Se acuerda de la pieza de arriba. De las esterillas, las velas y los móviles de vidrios de colores. Víctor iba los miércoles. Fran daba una hora de Tarot y recibía una hora de Peluquería. Así era el trato. Graciela todavía no existía. Se conocerían los tres, cinco días más tarde. Le había tocado El Enamorado, Víctor esperaba con los ojos bien abiertos, estrujando el almohadón. Fran no sabía qué decirle porque nada venía. No había imágenes, no había influjo que pudiese manifestarse en verso o en prosa o en algún concepto que revelará la naturaleza de la Carta. Entonces se acercó. Lo miró a los ojos. Le miro la boca, y lo besó. Unos segundos después, Víctor correspondió con la misma piel.

Acomoda las manos de la mujer pequeña y el hombre.

-Él va desnudo. Dice a Graciela.

Buscan los dos entre percheros.

-¿Qué te parece?
-Gra, con eso parece una vedetonga, se la mandamos de regalo a Jorge Rial…
-Y mirá si arma un programa sobre ella... Ríen los dos.

Fran prueba una tela roja sobre la mujer pequeña. Niega con la cabeza. Prueba con una piel sintética blanca. La envuelve como si fuera una virgen. Graciela le cuelga los aros, dos estilizadas gotas de amatista.

-Listo. Vos pensá que con el fondo rojo contrasta perfecto.
-¡Ferpecto, Gra!
-¿Algo más a la chiquita?
Camina rengueando. La observa detenidamente.
-Le voy a pintar los labios de violeta.

Graciela mientras acomoda las caras. La mujer dorada mira hacia arriba, invocando al dios del amor, Eros. El hombre la mira y hasta parece enamorado. Por último, la mujer pequeña, una vez pintada por Fran, mira al hombre, parece desesperada.

-Ayer vi los Puentes de Madison… el forro de Víctor siempre me rompía… para que la viera.
-No da hablar de alguien que murió.
-Bueno... en fin, vi Los Puentes de Madison.

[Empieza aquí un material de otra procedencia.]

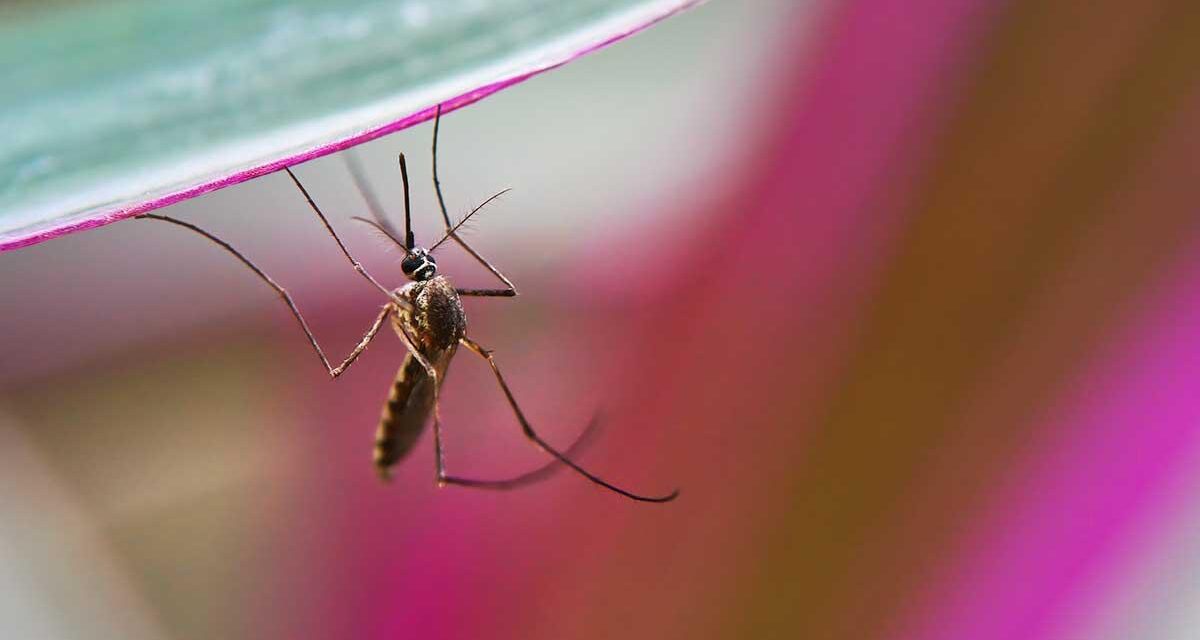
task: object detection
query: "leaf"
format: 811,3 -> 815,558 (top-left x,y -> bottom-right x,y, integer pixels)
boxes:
0,0 -> 698,251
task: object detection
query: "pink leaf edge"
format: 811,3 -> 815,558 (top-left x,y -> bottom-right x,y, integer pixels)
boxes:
0,0 -> 704,252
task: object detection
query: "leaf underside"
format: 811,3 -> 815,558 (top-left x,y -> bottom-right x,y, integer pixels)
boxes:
0,0 -> 698,251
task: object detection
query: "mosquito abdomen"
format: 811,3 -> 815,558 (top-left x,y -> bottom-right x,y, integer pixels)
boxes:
374,354 -> 433,479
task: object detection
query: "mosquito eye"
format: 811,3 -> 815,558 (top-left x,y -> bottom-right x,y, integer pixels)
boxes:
400,251 -> 438,280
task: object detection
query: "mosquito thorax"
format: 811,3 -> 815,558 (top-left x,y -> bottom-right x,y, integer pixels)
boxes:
400,246 -> 438,281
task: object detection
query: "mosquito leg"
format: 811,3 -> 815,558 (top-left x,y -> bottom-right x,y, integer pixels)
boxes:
329,303 -> 392,378
137,214 -> 394,378
433,409 -> 609,490
283,167 -> 412,310
433,104 -> 517,298
458,337 -> 679,502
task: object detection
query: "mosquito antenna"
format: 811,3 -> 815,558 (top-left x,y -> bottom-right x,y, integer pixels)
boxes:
283,167 -> 409,302
433,103 -> 450,227
342,151 -> 404,246
350,216 -> 408,256
400,154 -> 416,250
430,187 -> 512,251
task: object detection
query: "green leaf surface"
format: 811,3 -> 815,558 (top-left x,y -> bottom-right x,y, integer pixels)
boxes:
0,0 -> 696,250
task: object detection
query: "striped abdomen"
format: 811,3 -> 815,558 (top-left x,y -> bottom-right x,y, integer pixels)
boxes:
374,352 -> 452,479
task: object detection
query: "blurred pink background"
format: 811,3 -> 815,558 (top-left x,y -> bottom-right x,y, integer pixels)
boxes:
0,0 -> 1200,639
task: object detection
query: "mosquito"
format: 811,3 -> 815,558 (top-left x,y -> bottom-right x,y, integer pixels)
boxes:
137,104 -> 679,502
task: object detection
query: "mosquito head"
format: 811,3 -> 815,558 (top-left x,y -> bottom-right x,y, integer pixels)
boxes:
400,246 -> 438,281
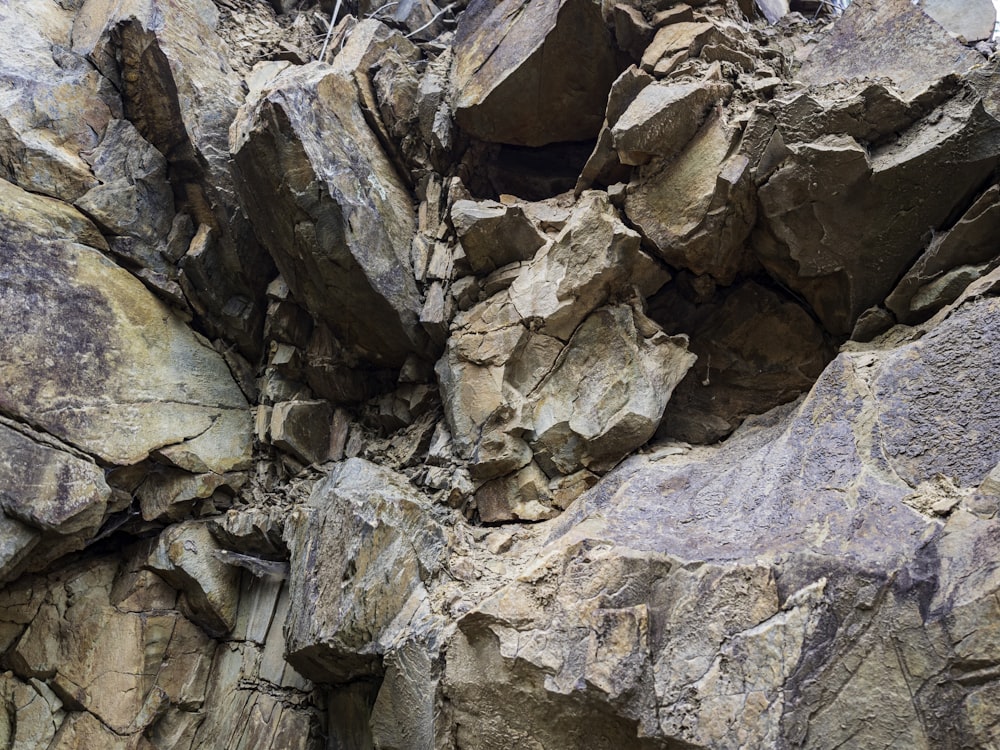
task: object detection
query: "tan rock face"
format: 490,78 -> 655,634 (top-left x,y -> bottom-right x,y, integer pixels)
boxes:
0,181 -> 250,472
0,2 -> 114,201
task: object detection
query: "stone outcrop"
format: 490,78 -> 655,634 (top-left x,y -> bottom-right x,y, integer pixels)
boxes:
452,0 -> 617,146
0,0 -> 1000,750
233,65 -> 424,367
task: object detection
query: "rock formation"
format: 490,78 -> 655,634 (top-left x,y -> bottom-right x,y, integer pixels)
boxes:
0,0 -> 1000,750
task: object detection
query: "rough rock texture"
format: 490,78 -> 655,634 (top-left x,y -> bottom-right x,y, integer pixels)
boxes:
452,0 -> 617,146
0,0 -> 1000,750
233,65 -> 423,367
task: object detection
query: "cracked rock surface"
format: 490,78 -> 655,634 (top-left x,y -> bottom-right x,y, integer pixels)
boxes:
0,0 -> 1000,750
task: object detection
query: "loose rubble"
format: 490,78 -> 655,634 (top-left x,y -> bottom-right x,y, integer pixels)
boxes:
0,0 -> 1000,750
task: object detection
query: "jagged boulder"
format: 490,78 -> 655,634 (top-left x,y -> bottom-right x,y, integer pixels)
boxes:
753,79 -> 1000,335
437,192 -> 692,506
72,0 -> 273,356
0,180 -> 251,473
0,0 -> 115,201
232,64 -> 426,368
451,0 -> 618,146
285,459 -> 446,683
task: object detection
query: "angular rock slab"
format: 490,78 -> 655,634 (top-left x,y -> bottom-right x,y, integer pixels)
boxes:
442,298 -> 1000,750
527,305 -> 696,475
0,0 -> 115,201
436,192 -> 676,488
0,422 -> 111,581
231,63 -> 424,367
285,458 -> 446,683
451,0 -> 618,146
799,0 -> 982,99
920,0 -> 997,43
753,89 -> 1000,335
0,178 -> 252,473
650,281 -> 835,443
625,114 -> 757,284
72,0 -> 274,356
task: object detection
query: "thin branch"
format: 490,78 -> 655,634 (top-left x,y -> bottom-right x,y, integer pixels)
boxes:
406,3 -> 455,39
319,0 -> 343,61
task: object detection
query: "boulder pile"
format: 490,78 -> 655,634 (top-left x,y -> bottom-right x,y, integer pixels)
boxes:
0,0 -> 1000,750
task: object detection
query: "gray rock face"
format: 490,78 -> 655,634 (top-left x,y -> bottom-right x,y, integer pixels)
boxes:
754,81 -> 1000,334
452,0 -> 618,146
0,0 -> 1000,750
285,459 -> 444,682
72,0 -> 273,356
232,65 -> 425,367
0,178 -> 251,473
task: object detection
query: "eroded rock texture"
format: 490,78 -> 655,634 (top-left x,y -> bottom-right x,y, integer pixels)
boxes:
0,0 -> 1000,750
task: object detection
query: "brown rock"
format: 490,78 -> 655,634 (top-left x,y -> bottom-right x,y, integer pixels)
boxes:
625,117 -> 756,284
232,65 -> 425,367
452,0 -> 617,146
611,79 -> 732,165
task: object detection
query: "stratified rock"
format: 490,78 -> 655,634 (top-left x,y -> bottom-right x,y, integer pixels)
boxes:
451,0 -> 618,146
232,64 -> 425,367
285,459 -> 445,683
625,112 -> 756,284
798,0 -> 982,99
72,0 -> 273,355
451,201 -> 545,274
0,178 -> 251,473
611,81 -> 732,164
920,0 -> 997,43
0,1 -> 114,201
754,81 -> 1000,335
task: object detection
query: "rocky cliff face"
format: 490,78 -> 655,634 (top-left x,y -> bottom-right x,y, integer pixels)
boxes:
0,0 -> 1000,750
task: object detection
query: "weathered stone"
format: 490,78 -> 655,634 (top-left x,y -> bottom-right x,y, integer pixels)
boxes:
527,305 -> 695,475
0,0 -> 114,201
754,0 -> 789,23
613,3 -> 655,60
436,192 -> 669,481
798,0 -> 982,99
232,65 -> 425,367
146,521 -> 239,637
642,21 -> 715,72
574,65 -> 654,192
135,468 -> 233,521
451,0 -> 617,146
270,401 -> 333,464
650,282 -> 834,443
885,185 -> 1000,324
72,0 -> 273,355
754,86 -> 1000,335
476,461 -> 559,523
451,201 -> 545,274
625,112 -> 756,284
285,459 -> 445,682
0,179 -> 251,473
611,81 -> 732,164
920,0 -> 997,43
75,120 -> 174,251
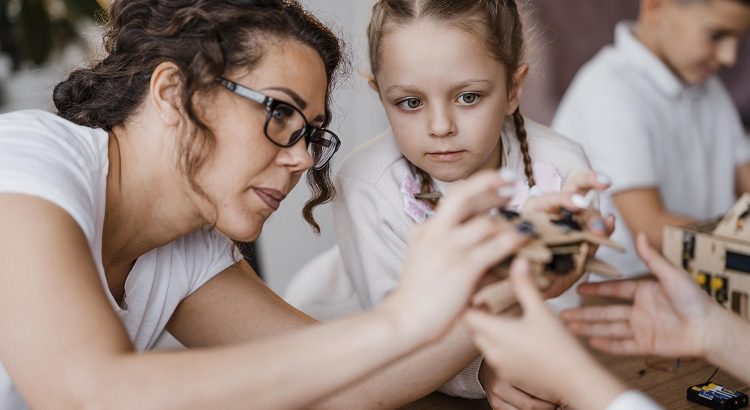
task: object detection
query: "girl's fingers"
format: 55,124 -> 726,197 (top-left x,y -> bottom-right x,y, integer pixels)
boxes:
578,280 -> 640,300
560,305 -> 633,322
561,170 -> 612,195
523,192 -> 585,213
568,321 -> 633,339
510,258 -> 546,314
466,230 -> 530,272
432,171 -> 509,226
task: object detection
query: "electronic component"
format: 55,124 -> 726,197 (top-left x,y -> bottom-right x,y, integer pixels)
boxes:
687,382 -> 748,410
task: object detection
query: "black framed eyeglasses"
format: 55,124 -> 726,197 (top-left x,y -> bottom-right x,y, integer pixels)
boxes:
216,77 -> 341,169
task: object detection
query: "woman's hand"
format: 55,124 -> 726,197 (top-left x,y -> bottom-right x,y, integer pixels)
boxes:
562,234 -> 722,357
465,259 -> 626,408
385,171 -> 528,341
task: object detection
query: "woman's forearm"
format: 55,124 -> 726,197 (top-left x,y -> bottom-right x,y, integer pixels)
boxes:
76,302 -> 422,409
315,322 -> 479,409
704,306 -> 750,383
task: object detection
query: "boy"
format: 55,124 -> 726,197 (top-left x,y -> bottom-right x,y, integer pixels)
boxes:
552,0 -> 750,276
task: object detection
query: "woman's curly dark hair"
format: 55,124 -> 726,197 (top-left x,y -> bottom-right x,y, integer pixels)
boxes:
53,0 -> 343,231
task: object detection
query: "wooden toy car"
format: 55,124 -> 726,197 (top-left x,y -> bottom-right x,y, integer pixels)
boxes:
662,194 -> 750,319
472,210 -> 625,313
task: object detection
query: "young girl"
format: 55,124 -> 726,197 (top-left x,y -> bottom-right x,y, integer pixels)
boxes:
0,0 -> 522,410
287,0 -> 607,407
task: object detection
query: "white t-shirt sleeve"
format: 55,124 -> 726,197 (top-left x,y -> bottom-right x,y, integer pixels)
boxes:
0,113 -> 103,242
555,84 -> 657,193
333,171 -> 409,309
605,390 -> 664,410
183,229 -> 236,296
732,110 -> 750,166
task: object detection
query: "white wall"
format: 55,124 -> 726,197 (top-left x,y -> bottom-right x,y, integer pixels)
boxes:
258,0 -> 387,292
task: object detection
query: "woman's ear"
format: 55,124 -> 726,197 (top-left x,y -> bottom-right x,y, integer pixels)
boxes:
367,75 -> 380,94
505,64 -> 529,115
149,62 -> 183,126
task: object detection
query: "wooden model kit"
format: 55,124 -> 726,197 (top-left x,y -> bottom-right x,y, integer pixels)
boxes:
662,194 -> 750,319
472,211 -> 624,313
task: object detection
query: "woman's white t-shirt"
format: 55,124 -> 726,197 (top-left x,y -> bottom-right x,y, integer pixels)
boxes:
0,110 -> 235,409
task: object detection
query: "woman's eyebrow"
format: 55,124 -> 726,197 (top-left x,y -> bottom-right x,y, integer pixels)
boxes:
265,87 -> 307,111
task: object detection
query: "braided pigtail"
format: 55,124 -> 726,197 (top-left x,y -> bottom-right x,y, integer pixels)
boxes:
513,109 -> 536,187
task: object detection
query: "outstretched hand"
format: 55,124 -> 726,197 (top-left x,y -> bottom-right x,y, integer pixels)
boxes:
465,259 -> 625,408
562,234 -> 720,357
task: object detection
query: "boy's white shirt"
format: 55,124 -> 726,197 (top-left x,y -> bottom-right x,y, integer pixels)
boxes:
552,22 -> 750,275
285,119 -> 590,398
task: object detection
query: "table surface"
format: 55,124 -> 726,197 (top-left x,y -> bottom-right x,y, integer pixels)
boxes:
403,294 -> 750,410
403,353 -> 750,410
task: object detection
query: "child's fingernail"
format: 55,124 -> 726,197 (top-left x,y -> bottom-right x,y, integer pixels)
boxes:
500,168 -> 518,182
516,221 -> 536,235
497,185 -> 516,198
529,185 -> 544,196
570,194 -> 589,209
596,172 -> 612,185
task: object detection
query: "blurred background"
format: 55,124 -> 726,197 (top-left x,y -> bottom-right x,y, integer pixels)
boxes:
0,0 -> 750,292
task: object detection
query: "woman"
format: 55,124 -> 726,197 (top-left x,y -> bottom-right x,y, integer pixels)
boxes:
0,0 -> 524,409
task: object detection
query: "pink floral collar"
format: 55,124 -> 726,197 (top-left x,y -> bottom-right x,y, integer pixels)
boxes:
400,162 -> 564,223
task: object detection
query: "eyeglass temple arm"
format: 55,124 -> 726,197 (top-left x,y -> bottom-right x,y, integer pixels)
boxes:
216,77 -> 270,105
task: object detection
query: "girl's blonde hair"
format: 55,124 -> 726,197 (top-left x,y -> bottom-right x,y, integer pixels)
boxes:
367,0 -> 535,202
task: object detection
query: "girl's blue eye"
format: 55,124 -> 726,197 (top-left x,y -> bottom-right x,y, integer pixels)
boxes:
458,93 -> 480,105
398,98 -> 422,111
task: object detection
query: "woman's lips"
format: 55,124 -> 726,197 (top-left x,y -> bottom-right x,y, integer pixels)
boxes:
253,188 -> 286,210
427,151 -> 465,162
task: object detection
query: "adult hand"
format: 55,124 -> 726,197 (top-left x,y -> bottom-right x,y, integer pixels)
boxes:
562,233 -> 721,357
465,259 -> 625,408
385,171 -> 528,341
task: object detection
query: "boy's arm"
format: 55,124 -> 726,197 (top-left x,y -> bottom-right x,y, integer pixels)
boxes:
612,188 -> 694,248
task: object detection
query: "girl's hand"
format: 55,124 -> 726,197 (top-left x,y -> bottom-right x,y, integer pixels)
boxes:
465,259 -> 625,408
479,361 -> 557,410
523,170 -> 615,238
562,233 -> 722,357
385,171 -> 528,342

El Rengo se tuerce, parecería que desde abajo, una fuerza lo obligara a adoptar una joroba. Otra vez se acuerda de la pieza de arriba. El acolchado y el sahumerio rojos. Un círculo de caricias y lenguas y dientes y gritos. La notebook, diálogos de fondo. Y en un momento abrió los ojos, la pantalla reflejaba a una mujer sobre un puente, sonrojada, a la espera de ser fotografiada por un hombre. La mujer era Meryl Streep y el hombre, Clint Eastwood. Es hermosa, decía Víctor. Esa mujer es hermosa. Fran pensaba que una de sus fantasías incluía a Clint Eastwood. Con sombrero de vaquero, pistolas, barba tupida, sucio y fumando. O fumado. Lo que debe ser Clint Eastwood fumado. Lo que debe ser desnudo, listo para el baño. Una bañera antigua, Fran alborotando el agua, el héroe se desprende de la tierra, de la sangre, en movimientos circulares que Fran le ofrenda con una pequeña esponja. Sólo eso, pensaba el Rengo. Sólo eso. Cinco días después, dijo en voz alta y miró a Graciela como si las flechas saliesen de sus ojos directas al pecho de su compañera.

-¿Te gustó?
-Pensé que me moría del llanto, boludo… ¿Vos la viste?
-Sí. 
-¿Y a vos te gustó? Pregunta Graciela.
Silencio durante unos segundos.
-Sí. Me gustó. Dice Fran despacio, mira al suelo, con nariz roja, ojos húmedos.